Voyage au pays de Folon (1934-2005)
14
Jan
2015
Par Pascale Ghislain 14 janvier 2015 Catégories Traditions et Folklore Pas de commentaires
Deux bronzes et 16 vitraux en Luxembourg belge
Jean-Michel Folon est né à Uccle, dans le Brabant wallon. Cet artiste belge est reconnu dans le monde entier. Il a touché à tout avec talent : la peinture, l’aquarelle, la gravure, la sculpture, la céramique, etc. Il s’est associé à des artisans remarquables pour créer des tapisseries, des vitraux, des bronzes.
Son univers est habité d’images simples qui deviennent des signes universels, compris de tous, quel que soit son origine ou son âge ou son statut social. On pourrait parler d’idéogrammes que l’on saisit de manière intuitive. Ses images expriment toute la poésie, la tendresse ou au contraire l’angoisse du monde contemporain.
En Luxembourg belge, vous pouvez découvrir 2 sculptures et 16 vitraux de cet artiste aussi touchant que renommé. « L’art ne reproduit pas le visible mais il rend visible » disait Paul Klee.
La rencontre entre l’art contemporain et l’art roman
L’histoire de Saint Etienne
Partons d’abord à la découverte de ces vitraux. Ils ont été créés pour une petite église romane du 11ème siècle, classée au Patrimoine Majeur de Wallonie, l’église de Waha. Une pierre dédicatoire que vous trouverez à l’intérieur du sanctuaire, confirme sa consécration par Théoduin, évêque de Liège de 1048 à 1075. Avant de passer le porche, un tilleul multicentenaire fait de l’ombre à une sculpture en pierre d’une autre artiste, Josia Gozdz. Cette sculpture représente un moine en prière, vêtu de sa bure, en situation de recueillement.
Revenons aux vitraux qui racontent l’histoire du martyre de Saint Etienne, patron de la paroisse. La vie d’Etienne est évoquée dans les actes des apôtres, il serait le premier martyr chrétien. Dans le récit de sa vie, Folon a retenu six thèmes :
- l’allaitement de l’enfant Etienne par une biche blanche
- la condamnation
- Etienne assisté par l’Esprit-Saint
- sa lapidation (grêle de pierres ressentie comme des flocons de neige)
- la couronne qui fait allusion à son nom grec (« stephanos »)

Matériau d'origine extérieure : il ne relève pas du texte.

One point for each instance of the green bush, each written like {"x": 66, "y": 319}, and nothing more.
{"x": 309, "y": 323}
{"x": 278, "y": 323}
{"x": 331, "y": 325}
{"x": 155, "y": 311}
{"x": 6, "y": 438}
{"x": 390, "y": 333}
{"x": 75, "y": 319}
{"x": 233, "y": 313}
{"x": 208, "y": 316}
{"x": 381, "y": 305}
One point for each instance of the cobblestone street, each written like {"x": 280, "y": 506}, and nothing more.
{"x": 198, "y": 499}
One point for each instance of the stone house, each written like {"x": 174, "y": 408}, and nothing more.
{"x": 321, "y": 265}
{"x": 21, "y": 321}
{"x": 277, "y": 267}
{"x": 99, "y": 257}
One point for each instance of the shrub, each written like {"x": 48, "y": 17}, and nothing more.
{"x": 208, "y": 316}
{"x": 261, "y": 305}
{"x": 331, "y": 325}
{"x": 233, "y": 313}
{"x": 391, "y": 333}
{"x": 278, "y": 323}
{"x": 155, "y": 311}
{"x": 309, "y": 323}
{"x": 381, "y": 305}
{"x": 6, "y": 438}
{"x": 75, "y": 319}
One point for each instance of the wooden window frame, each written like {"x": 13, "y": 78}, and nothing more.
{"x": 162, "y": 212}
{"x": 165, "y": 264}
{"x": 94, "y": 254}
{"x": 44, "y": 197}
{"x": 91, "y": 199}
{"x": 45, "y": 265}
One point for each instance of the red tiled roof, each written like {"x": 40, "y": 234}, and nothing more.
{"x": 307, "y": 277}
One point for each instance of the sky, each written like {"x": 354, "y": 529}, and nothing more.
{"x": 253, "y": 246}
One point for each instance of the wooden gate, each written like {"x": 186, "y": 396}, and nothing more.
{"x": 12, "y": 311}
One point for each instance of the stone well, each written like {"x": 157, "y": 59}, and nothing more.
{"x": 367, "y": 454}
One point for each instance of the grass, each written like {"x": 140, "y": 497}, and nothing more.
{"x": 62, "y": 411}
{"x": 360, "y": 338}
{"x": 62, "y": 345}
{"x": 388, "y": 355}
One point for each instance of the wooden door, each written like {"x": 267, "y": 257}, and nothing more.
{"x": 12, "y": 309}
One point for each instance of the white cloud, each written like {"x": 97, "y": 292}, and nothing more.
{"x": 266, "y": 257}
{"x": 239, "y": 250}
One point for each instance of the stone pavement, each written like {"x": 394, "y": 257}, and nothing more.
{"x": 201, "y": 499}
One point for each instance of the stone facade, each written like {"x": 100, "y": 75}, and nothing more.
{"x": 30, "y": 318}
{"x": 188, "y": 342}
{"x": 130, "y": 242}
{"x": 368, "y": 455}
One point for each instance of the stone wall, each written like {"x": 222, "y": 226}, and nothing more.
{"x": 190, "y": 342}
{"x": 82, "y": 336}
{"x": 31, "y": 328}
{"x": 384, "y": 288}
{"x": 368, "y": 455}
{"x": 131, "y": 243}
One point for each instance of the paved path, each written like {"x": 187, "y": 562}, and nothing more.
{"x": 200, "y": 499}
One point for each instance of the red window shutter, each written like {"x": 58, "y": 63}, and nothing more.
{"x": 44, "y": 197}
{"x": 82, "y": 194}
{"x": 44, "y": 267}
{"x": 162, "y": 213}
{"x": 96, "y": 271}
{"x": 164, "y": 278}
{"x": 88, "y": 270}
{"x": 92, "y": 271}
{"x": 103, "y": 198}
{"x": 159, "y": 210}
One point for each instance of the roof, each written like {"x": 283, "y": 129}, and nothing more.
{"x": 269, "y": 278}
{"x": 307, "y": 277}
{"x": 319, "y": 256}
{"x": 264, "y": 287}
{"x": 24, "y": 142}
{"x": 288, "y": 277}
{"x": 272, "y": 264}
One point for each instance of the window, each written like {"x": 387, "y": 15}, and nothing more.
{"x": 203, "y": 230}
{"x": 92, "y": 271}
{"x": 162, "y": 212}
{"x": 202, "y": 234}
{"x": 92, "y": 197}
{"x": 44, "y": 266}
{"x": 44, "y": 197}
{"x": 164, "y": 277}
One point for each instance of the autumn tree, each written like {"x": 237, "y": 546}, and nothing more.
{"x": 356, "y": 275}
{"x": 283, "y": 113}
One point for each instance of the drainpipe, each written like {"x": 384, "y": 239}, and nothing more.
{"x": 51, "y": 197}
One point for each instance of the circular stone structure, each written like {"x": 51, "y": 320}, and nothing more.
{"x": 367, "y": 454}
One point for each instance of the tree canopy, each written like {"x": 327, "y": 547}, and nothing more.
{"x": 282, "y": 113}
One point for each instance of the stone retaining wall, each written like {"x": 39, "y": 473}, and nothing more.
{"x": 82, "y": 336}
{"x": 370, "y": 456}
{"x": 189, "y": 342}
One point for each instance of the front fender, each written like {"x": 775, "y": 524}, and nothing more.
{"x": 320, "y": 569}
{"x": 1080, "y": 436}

- la découverte des trois calices.
Ce dernier tableau se rapporte à la tradition selon laquelle on aurait retrouvé trois vases d’or dans le tombeau du saint martyr. Un seul avec des roses rouges pour authentifier sa sépulture.
La création
L’artiste s’est associé à des maîtres verriers de Chartres, l’atelier familial Loire à Lèves, pour la réalisation de ces vitraux. Son talent d’aquarelliste, maniant avec subtilité transparence et harmonie des couleurs, est sublimé dans ces vitraux. L’atelier Loire est une référence en la matière et est appelé sur d’importants chantiers en France et à l’étranger.

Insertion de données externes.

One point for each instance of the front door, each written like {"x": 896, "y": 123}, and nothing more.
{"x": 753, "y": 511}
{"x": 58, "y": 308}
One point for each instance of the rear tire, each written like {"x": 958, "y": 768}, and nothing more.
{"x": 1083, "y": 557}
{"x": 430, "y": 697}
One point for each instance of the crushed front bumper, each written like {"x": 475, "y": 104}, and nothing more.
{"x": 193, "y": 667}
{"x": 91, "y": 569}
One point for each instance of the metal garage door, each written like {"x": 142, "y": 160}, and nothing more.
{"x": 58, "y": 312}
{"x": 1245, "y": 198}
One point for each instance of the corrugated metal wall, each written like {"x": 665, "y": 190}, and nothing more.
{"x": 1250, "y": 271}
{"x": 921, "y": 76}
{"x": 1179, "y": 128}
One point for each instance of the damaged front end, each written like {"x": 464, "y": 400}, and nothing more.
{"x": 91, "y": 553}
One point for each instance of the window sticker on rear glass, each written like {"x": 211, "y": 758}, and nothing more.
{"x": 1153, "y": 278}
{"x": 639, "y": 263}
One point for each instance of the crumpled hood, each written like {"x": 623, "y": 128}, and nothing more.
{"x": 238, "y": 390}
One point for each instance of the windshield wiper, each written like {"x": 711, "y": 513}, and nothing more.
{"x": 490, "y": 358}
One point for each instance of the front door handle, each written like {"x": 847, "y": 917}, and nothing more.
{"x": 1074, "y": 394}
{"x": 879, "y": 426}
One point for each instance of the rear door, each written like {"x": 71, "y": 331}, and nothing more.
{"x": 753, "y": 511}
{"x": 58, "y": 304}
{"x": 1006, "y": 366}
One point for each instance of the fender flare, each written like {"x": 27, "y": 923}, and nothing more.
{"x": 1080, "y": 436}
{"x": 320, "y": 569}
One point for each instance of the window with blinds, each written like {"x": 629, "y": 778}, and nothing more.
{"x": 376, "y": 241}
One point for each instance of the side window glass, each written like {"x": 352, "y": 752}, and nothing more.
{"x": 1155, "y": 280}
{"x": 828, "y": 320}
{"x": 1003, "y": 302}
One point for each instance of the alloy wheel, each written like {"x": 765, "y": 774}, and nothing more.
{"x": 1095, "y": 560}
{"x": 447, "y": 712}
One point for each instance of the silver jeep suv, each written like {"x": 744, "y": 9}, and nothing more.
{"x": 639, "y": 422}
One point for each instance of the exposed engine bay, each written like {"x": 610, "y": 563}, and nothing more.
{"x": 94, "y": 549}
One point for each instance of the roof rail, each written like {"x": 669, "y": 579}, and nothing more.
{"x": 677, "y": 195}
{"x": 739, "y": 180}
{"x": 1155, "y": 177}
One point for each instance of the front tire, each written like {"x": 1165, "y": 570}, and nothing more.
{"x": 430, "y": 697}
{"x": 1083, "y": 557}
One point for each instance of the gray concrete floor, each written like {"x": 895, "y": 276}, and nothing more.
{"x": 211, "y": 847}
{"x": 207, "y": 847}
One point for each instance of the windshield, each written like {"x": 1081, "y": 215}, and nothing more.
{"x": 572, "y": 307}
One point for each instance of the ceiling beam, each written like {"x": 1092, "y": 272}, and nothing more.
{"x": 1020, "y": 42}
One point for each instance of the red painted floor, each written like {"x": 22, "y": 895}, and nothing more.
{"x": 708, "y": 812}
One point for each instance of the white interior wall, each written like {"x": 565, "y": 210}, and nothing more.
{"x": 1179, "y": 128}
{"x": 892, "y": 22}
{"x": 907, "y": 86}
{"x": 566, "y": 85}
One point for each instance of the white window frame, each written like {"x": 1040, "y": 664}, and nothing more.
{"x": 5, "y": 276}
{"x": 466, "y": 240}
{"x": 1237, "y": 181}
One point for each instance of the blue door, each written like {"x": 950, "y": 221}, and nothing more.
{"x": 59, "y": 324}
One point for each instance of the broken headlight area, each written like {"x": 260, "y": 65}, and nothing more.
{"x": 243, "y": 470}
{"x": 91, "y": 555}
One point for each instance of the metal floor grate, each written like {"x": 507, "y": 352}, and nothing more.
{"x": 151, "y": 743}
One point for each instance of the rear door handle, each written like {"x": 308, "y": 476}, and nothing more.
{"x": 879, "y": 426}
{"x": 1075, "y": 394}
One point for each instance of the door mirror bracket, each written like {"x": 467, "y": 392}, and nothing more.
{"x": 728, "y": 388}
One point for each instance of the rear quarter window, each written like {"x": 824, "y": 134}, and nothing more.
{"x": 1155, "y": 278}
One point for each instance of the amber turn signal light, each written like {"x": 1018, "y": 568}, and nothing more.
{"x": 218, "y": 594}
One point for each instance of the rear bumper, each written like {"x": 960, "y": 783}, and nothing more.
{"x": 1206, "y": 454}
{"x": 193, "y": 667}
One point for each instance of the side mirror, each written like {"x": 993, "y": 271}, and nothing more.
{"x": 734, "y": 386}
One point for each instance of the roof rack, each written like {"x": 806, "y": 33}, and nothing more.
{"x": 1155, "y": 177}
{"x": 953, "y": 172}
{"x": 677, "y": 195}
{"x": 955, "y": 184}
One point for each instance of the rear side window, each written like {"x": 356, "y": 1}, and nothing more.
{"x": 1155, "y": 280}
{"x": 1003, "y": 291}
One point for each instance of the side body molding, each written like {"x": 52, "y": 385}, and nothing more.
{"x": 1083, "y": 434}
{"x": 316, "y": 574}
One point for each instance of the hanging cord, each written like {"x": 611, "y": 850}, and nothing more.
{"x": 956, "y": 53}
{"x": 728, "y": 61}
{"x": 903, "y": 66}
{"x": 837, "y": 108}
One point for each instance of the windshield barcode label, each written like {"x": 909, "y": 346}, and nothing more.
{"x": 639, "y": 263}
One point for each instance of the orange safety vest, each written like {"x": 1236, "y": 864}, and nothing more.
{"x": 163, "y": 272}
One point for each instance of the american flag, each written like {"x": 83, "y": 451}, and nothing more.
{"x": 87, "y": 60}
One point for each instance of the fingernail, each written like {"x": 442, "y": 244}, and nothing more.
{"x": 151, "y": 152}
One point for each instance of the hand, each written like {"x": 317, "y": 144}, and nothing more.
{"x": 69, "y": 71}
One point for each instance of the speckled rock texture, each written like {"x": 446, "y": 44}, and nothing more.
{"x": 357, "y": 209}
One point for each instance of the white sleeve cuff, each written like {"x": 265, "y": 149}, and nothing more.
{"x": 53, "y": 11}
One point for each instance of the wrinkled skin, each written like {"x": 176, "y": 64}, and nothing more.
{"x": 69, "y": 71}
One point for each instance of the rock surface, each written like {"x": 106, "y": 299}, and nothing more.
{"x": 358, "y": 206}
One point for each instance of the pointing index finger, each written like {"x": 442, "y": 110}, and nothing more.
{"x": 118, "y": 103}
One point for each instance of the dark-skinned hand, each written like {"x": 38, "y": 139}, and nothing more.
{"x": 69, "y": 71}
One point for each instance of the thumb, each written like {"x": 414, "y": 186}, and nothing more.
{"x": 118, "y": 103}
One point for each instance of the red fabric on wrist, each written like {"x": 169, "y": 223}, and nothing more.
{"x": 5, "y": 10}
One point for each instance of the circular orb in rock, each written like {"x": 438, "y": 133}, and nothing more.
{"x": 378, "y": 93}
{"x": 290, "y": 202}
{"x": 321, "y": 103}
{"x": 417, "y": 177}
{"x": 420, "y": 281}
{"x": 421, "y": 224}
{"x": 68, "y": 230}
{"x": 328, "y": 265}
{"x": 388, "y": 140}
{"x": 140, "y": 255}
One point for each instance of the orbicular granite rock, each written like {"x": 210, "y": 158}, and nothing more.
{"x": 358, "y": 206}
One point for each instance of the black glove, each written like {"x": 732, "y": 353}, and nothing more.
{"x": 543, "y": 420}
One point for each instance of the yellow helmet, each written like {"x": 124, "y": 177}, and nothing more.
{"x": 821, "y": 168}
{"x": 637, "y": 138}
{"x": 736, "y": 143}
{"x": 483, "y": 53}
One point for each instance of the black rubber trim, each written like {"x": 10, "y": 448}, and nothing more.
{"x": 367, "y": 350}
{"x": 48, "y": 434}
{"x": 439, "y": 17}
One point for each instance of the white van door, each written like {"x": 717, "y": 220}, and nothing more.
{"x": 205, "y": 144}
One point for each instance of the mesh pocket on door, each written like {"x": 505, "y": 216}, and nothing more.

L’oiseau, symbole cher à Folon
Dix autres vitraux représentent les célèbres oiseaux de Folon qui évoluent dans un ciel bleu. « Si je n’avais pas été un homme, j’aurais voulu être un oiseau » avouait-il souvent. L’oiseau est un symbole de liberté, une incitation au voyage et c’est aussi un messager. Chez Folon, l’homme se métamorphose souvent en oiseau.

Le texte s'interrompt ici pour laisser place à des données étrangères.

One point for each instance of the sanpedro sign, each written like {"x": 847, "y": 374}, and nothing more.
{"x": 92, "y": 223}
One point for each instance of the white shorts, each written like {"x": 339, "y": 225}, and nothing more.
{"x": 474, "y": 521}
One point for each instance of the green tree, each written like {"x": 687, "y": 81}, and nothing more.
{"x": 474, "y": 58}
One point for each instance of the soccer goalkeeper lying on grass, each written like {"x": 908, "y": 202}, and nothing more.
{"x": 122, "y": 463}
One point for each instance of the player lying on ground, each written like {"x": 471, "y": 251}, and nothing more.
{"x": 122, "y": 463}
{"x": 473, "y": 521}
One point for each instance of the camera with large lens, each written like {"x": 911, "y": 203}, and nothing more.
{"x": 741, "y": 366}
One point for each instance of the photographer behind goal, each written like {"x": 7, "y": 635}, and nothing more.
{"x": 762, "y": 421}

Tout le monde se souvient de l’homme vêtu d’un long manteau et coiffé d’un chapeau qui sera popularisé par le générique de la télévision française, Antenne 2. Un autre grand artiste poète et musicien, Yves Duteil, a évoqué les dessins de Folon dans une chanson. Dans l’église de Waha, un montage audio-visuel présente le témoignage de Folon qui évoque l’étroite collaboration entre artiste et artisan dans cette création.
Le « Maître de Waha »
Un court reportage complémentaire évoque aussi le mobilier de l’église romane dont des sculptures en bois polychrome sont attribuées au « Maître de Waha ». Pour obtenir plus d’explications encore sur ce mystérieux artiste du 16e siècle, il faut vous rendre au Musée de la Famenne à Marche. Vous y verrez de plus, une belle collection d’objets mérovingiens mis au jour à Wellin ou à Hamoir.
Le musée nous plonge également dans le vécu des Famennois, à leurs heures de gloire ou de misère. Une maquette à l’échelle 1/300ème restitue la ville de Marche vers 1.600. Plus d’infos sur www.musee.marche.be.
Des sculptures de Folon dans la province
A Marche
Deux sculptures en bronze de Folon sont aussi à voir à Marche et à Neufchâteau. Jean-Michel Folon s’aventure dans la troisième dimension vers 1990, en partant d’objets trouvés et détournés. Les arts d’Asie ou d’Amérique centrale l’imprègnent. Il sculpte des serpents, des oiseaux, des femmes-oiseaux dans des poutres en bois. Mais il s’aperçoit que ces totems ne résistent pas aux intempéries.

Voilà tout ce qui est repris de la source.